Nearing non-tender deadline offers intrigue
Clubs have until 11:59 p.m. ET on Wednesday to offer contracts, or players become free agents
The recent addition of Jordan Zimmermann to the pitching staff of the Detroit Tigers was the first post-Thanksgiving bonanza in the free-agent market, and there will be plenty more marquee maneuvers coming before your Christmas stocking is even stuffed.
But the biggest-name moves of the offseason don't always end up being the most impactful when the regular season starts. Sometimes, in fact, it's the little things that matter.
With that in mind, consider the annual non-tender deadline. Major League clubs have until 11:59 p.m. ET on Wednesday to offer, or "tender," contracts to players who are eligible for arbitration or to players who are not yet eligible for arbitration but are on a club's 40-man roster.
The contract offers don't come with a specific amount -- yet -- but they ensure that the team will have control over the player for the 2016 season.
If the team non-tenders the player, that means the player is a free agent and can sign with any other team.
If a player is tendered a contract, he will then negotiate details of a deal with the team or, in the extreme case that the two sides cannot agree and the player is arbitration-eligible, the two parties will go to a hearing and have the 2016 salary determined for them.
There are a number of reasons why a club would non-tender a player. It could be because their current team doesn't have a place for them on their roster. It could be that the projected payroll won't allow for a player's projected salary. It could be the result of a mutual agreement to give a guy a fresh start somewhere else. And, sometimes, it can be the result of a mistake by the team that's letting the player go.

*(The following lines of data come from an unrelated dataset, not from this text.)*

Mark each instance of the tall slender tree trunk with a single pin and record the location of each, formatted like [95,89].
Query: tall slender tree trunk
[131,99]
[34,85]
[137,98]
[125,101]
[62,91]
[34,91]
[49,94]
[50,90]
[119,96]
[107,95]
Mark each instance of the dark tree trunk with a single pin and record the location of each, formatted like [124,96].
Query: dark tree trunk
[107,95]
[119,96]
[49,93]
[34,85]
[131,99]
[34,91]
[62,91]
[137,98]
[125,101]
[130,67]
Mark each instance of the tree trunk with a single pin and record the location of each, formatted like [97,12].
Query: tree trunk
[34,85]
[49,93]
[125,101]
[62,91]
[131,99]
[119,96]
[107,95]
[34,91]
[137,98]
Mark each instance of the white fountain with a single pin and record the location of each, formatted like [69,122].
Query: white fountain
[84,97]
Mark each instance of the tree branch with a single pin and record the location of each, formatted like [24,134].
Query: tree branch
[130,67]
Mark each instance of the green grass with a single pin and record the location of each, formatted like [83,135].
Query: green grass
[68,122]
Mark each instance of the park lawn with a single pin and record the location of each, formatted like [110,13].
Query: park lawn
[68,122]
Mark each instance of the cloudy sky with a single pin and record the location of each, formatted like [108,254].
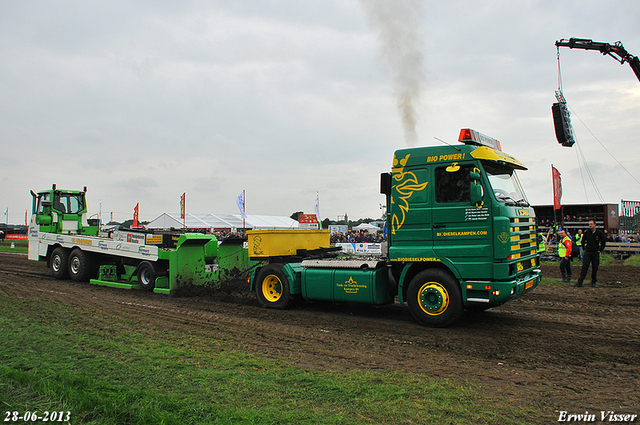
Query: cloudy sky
[141,101]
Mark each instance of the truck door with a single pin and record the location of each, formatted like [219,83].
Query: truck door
[410,231]
[461,230]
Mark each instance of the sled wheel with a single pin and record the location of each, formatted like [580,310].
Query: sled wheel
[60,263]
[82,265]
[146,276]
[272,287]
[434,298]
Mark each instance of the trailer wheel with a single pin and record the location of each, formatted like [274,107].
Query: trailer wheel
[146,276]
[82,265]
[59,263]
[434,298]
[272,287]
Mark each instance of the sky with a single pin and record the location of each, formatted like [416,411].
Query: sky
[142,101]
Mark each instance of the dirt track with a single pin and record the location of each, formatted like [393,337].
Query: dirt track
[557,349]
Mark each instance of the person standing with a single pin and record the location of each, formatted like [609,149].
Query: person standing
[593,241]
[564,251]
[579,243]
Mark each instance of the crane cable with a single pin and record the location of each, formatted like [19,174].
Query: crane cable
[579,153]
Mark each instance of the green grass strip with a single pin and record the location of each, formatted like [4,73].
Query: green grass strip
[107,370]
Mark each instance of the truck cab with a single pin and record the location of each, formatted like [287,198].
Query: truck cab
[460,232]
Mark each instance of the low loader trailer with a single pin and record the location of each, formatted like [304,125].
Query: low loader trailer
[460,235]
[163,262]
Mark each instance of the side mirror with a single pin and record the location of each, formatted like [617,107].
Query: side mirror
[476,188]
[385,183]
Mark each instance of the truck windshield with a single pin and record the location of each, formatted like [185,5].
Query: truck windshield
[505,184]
[68,203]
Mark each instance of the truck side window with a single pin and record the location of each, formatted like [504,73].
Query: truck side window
[453,184]
[44,197]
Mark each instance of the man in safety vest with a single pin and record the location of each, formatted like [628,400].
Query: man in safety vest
[541,243]
[564,251]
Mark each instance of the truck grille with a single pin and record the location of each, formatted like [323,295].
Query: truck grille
[523,240]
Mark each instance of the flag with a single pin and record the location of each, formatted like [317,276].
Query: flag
[557,187]
[240,202]
[317,210]
[135,215]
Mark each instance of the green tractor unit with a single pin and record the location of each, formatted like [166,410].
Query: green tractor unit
[72,244]
[460,235]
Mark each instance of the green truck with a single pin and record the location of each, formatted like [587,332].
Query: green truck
[72,244]
[460,235]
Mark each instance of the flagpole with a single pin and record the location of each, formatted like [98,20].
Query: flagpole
[553,186]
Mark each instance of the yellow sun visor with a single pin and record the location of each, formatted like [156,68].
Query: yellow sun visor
[490,154]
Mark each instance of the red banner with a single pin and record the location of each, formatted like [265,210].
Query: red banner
[135,216]
[557,187]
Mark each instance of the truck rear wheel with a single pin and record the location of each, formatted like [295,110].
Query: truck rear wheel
[82,265]
[272,287]
[146,276]
[59,262]
[434,298]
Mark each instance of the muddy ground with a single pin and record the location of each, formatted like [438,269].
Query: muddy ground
[557,349]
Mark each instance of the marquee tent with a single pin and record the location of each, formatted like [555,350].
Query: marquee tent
[366,226]
[221,221]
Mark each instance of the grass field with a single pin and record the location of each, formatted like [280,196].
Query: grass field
[18,246]
[105,370]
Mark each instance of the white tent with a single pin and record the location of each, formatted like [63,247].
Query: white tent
[366,226]
[221,221]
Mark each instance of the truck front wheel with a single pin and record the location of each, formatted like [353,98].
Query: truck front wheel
[434,298]
[60,263]
[272,287]
[146,276]
[82,265]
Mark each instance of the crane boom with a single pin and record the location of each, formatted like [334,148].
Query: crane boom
[616,51]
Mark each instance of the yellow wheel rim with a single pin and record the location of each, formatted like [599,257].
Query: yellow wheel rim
[433,298]
[272,288]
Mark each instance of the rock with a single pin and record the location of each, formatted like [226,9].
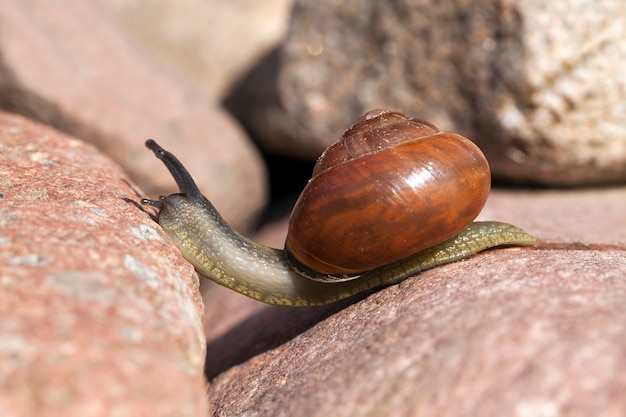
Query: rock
[213,42]
[533,83]
[90,78]
[507,332]
[100,314]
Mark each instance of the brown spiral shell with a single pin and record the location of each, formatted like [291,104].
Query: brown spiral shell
[390,187]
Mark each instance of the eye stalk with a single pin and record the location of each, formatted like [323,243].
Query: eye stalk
[371,216]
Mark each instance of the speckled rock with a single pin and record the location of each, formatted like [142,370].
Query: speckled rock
[535,83]
[91,78]
[514,331]
[100,314]
[212,41]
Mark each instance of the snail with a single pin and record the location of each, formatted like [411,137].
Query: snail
[393,197]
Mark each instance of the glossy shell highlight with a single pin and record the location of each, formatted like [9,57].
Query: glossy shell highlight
[390,187]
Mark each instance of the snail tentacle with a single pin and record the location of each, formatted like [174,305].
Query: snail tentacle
[221,254]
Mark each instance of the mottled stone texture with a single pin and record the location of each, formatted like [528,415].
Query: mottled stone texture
[99,313]
[537,84]
[213,41]
[525,332]
[70,64]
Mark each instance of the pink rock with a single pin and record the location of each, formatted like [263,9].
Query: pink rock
[100,314]
[71,65]
[509,331]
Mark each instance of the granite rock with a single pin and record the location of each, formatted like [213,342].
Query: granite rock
[534,83]
[91,78]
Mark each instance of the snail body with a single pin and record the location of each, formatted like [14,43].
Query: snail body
[438,172]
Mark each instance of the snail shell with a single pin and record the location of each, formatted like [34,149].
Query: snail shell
[390,187]
[388,195]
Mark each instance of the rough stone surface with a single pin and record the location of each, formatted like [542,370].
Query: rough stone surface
[212,41]
[89,77]
[508,332]
[100,314]
[534,83]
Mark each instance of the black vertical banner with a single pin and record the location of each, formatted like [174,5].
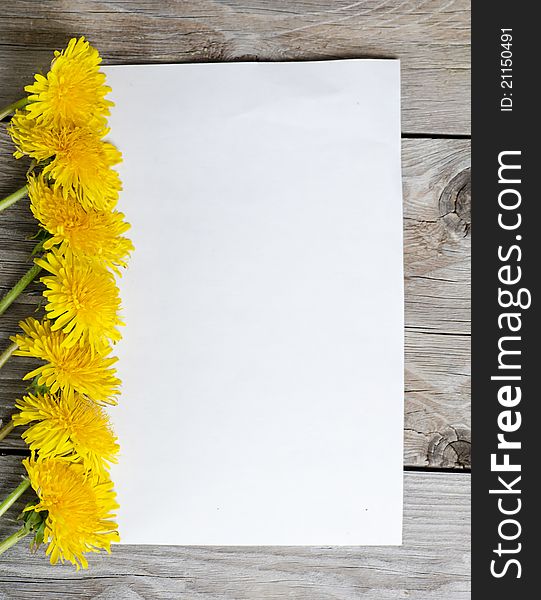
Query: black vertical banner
[506,355]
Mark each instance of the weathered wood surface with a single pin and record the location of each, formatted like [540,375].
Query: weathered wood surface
[437,246]
[433,563]
[431,37]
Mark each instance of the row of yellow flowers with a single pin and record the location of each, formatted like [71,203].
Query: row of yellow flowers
[73,190]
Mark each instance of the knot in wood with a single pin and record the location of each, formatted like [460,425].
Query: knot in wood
[450,448]
[455,204]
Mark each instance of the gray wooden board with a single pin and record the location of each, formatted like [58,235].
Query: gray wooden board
[433,563]
[431,37]
[437,247]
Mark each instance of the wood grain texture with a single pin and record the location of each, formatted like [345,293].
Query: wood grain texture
[431,37]
[433,563]
[437,270]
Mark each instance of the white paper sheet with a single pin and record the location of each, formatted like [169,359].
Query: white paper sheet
[262,361]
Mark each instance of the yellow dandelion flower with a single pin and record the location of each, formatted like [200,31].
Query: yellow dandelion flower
[73,91]
[79,160]
[80,510]
[70,370]
[89,233]
[67,426]
[82,297]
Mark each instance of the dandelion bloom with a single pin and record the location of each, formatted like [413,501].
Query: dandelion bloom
[80,509]
[73,91]
[70,370]
[79,160]
[67,426]
[90,233]
[82,297]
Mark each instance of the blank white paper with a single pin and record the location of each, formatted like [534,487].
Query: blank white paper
[262,360]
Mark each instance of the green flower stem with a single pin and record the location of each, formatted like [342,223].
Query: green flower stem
[13,539]
[7,429]
[12,198]
[9,110]
[4,357]
[27,278]
[14,496]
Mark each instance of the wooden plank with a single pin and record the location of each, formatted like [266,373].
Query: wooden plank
[433,563]
[431,37]
[437,250]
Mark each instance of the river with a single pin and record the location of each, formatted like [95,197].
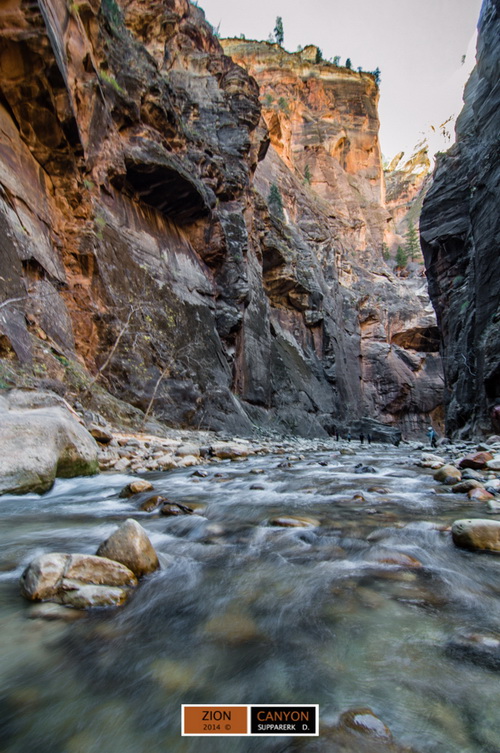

That means good players are often non-tendered, which often makes this deadline an intriguing one to watch.
The best example of this has been rehashed recently now that Red Sox superstar slugger David Ortiz has announced that 2016 will be the final season in his illustrious career. It's worth noting that said career was not quite illustrious after Ortiz's 2002 season with the Minnesota Twins.
The gregarious first baseman, who would later become the icon known as Big Papi, hit .203 against lefties for the Twins in 2002, was non-tendered that offseason and signed a one-year, $1 million deal with Boston before the 2003 season.
If you don't remember how that one turned out, here's recently retired Torii Hunter, Ortiz's former Twins teammate, to remind you.
"David always could hit," Hunter said. "I still don't understand why the Twins non-tendered him. Now that I'm older, I'm really like, 'That was stupid.'
"The worst mistake [Twins GM] Terry Ryan ever made was to non-tender David Ortiz. Boston got a diamond in the rough in 2003 and gave him a shot. He led those boys to the World Series championship. David Ortiz turned that franchise around. They might not say it, but I saw it."
Last year, non-tenders such as Kris Medlen and Chaz Roe ended up helping their new teams. Medlen came back from his second Tommy John surgery in the latter part of the regular season and gave the Royals' bullpen and starting rotation a boost that assisted them in their World Series title run. Roe became a valuable piece in the Orioles' relief corps.
Intriguing possibilities for non-tenders this year include infielders Pedro Alvarez, Will Middlebrooks, Mark Trumbo, Chris Carter and Brandon Moss, outfielders Ben Revere, Michael Saunders and Peter Bourjos, starter Henderson Alvarez and relievers Greg Holland, Jenrry Mejia and Addison Reed, but we won't know until Wednesday.